I'm using the join method.

Code is:

dfTW08 = dfTW07.join(dfTW04uf, on='author_id', how='left', lsuffix='', rsuffix='4')

Results

When I run that, everything comes out as expected, except that all the other dataframe (dfTW04uf) values come in as NaN. Including the values for the other dataframe's author_id column.

Assessment

I'm not getting any error messages, but have to think it's something about the datatypes. The other dataframe is a mix of int64, object, bool, and datetime datatypes. So it seems odd they'd all be unrecognized.

Any suggestions on how to troubleshoot this greatly appreciated.

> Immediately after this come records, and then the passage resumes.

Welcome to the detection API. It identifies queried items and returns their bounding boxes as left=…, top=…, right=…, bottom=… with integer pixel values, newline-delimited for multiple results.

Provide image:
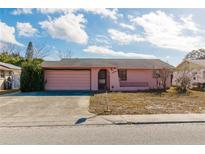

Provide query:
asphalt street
left=0, top=123, right=205, bottom=144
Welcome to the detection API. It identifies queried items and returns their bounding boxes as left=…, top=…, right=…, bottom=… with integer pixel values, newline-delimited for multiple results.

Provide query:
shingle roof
left=0, top=62, right=21, bottom=70
left=187, top=59, right=205, bottom=67
left=42, top=59, right=174, bottom=69
left=0, top=66, right=10, bottom=71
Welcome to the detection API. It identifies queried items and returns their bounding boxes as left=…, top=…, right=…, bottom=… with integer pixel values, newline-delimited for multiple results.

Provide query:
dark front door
left=98, top=70, right=107, bottom=90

CodePudding user response：

Couldn't figure out the NaN issue using join, but was able to merge the databases with this:

callingdf.merge(otherdf, on='author_id', how='left', indicator=True)

Then did sort_values and drop_duplicates to get the final list I wanted.

CodePudding user response：

You can use merge instead of join since merge had everything join does but with more "power". (anything you can do with join you can do with merge)

I am assuming the NaN is coming up since the results aren't being discarded when you asked the first join to use on author ID and then include suffixes fo x an y. When you left join with merge you are discarding the non matches without any x and y suffixes.